Perhaps he should return to the academy then. But, again, to what purpose? To watch boys struggle and fight and die, with the survivors spat back into the world no more alive than the brothers they’d slain?
In truth, it hardly mattered where Sudden Aldreth’s tulus took him. This one could toss him ashore on the vast, green plains of Xauth for all he cared. He had only chosen to fly north because north wasn’t south. Both directions held bitter memories in their care, but north at least held older ones, wounds scabbed over rather than fresh.
•
The freshest of all wounds had opened on Sudden Aldreth’s aerie, where her tulus deposited him, the girl, and the Qusura Mal after the collapse of those impossible ruins. Trantz stood between the two used-up queens as they wept and felt truth settling in and making a home of him. No illusions of honor or duty succored him; this was failure unbound by consequence, by reproach. He had no master, no Maja, to call him down. He was free. Truly Unfated, from this moment to his end.
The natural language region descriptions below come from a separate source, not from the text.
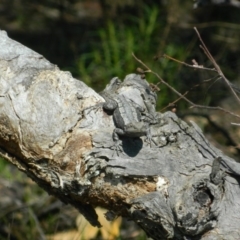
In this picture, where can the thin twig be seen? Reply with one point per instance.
(189, 65)
(195, 86)
(210, 57)
(193, 105)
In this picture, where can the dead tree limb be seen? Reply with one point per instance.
(53, 128)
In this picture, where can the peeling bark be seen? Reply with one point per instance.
(53, 128)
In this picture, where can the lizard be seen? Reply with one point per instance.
(127, 116)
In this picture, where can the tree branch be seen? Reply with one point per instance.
(54, 129)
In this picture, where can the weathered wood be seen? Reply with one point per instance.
(53, 128)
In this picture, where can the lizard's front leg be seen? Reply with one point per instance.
(117, 142)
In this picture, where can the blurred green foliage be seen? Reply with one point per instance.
(97, 49)
(112, 54)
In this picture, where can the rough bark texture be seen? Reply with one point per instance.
(53, 128)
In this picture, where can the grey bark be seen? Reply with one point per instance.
(53, 128)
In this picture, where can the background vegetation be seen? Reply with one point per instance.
(94, 40)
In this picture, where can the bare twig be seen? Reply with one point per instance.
(210, 57)
(193, 105)
(189, 65)
(195, 86)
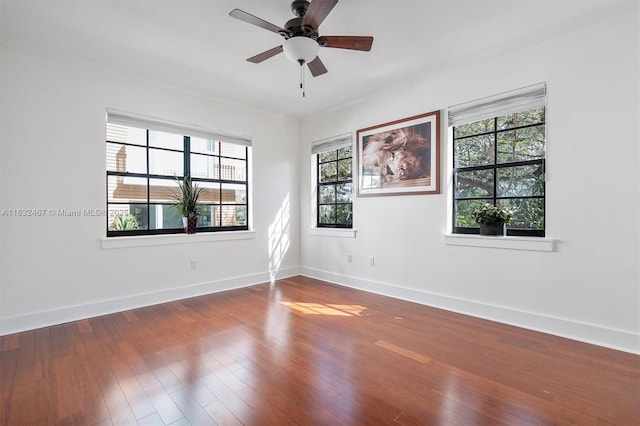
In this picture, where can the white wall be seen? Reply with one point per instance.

And how did an Unfated life end?
Like any man of deeds, Trantz had always embraced death as a release from the grinding obligation of doing, a prize to be won through good works. Trepidation belonged to the men of words: to Teuro Yurk and his coconspirators, whom Trantz had driven back from Her Celestial Majesty before the bridge gave way under them.
In that weightless moment, he did just as any Defier would: he blamed luck. For just as his hand gripped the Qusura Mal’s arm, just as he reclaimed his honor, Harker Aldreth, most defiant of all Defiers, snatched it away, burning and tumbling into eternity.
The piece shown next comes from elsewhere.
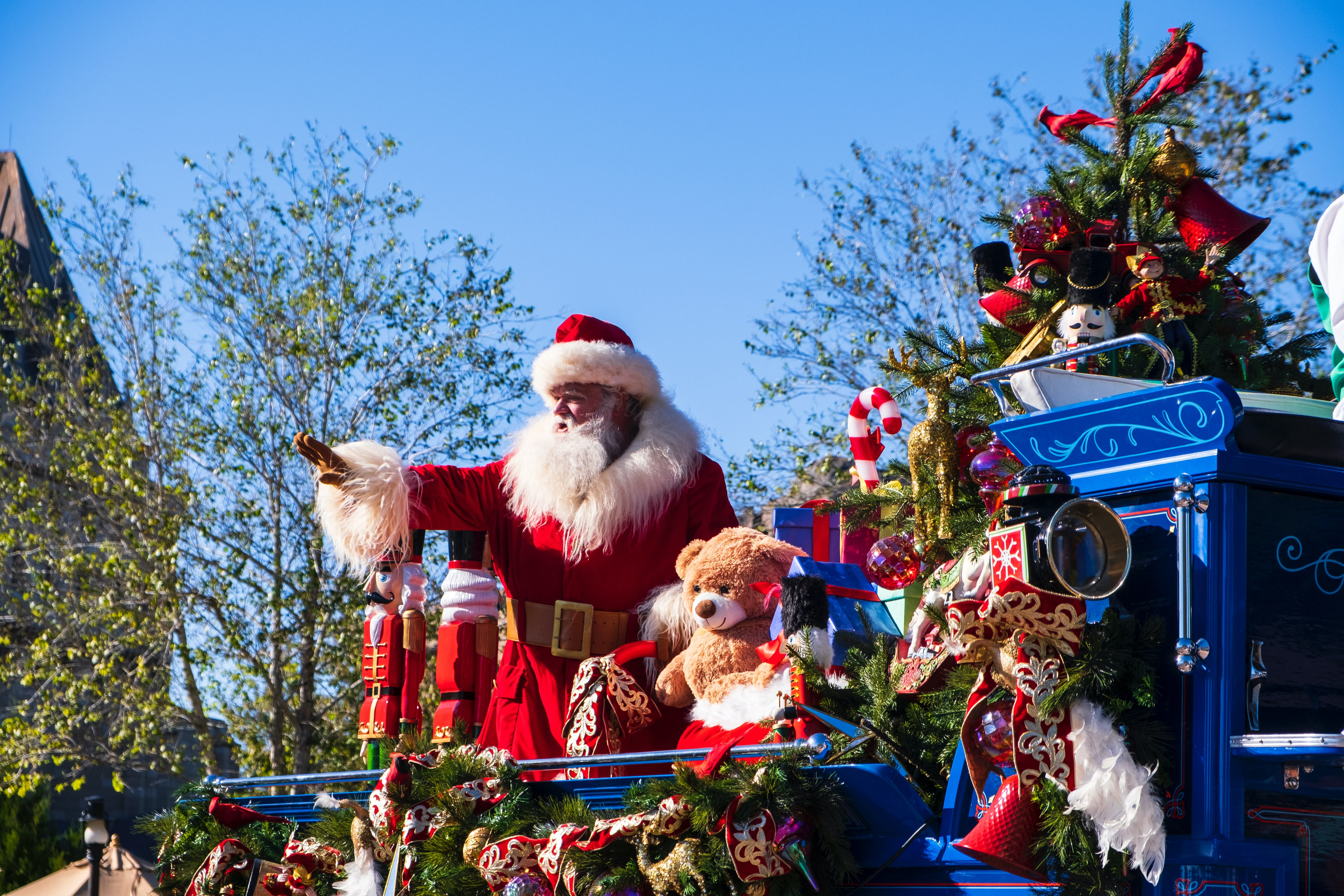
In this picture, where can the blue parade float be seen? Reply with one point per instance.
(1234, 507)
No sooner had Aldreth plummeted than his sister swept in to take up his defiant mantle, spiting death itself. The tulus, her tulus, pulled them out, the two queens. And him. Even him. Sudden Aldreth could slay Fate—and now, it seemed, twist luck. What oppressive force had she not vanquished? What was death in the face of her will?
. . . Though even her will couldn’t save her brother. Harker Aldreth died, taking the city and the mechanical horror festering from its guts with him. The gods themselves hadn’t survived such a fall. And yet he would now live forever, at least in name. Just as the Iikulti did.
Trantz had witnessed Defier funerals. Once, they had amused and befuddled him: the spectacle of some withered spiritual eminence assuring the bereaved the one they had lost would live on—forever—so long as they remembered the departed’s name. No one Blessed by Fate would cling to such absurdity; the memory of a person hardly figured into the soul’s inevitable rebirth. But to the Defiers, who fed their dead to the devouring flame, only the name would live on. And soon—if they hadn’t already—Defiers would gather to commemorate Aldreth as a martyred champion of their cause, chanting Harker lives, Harker lives.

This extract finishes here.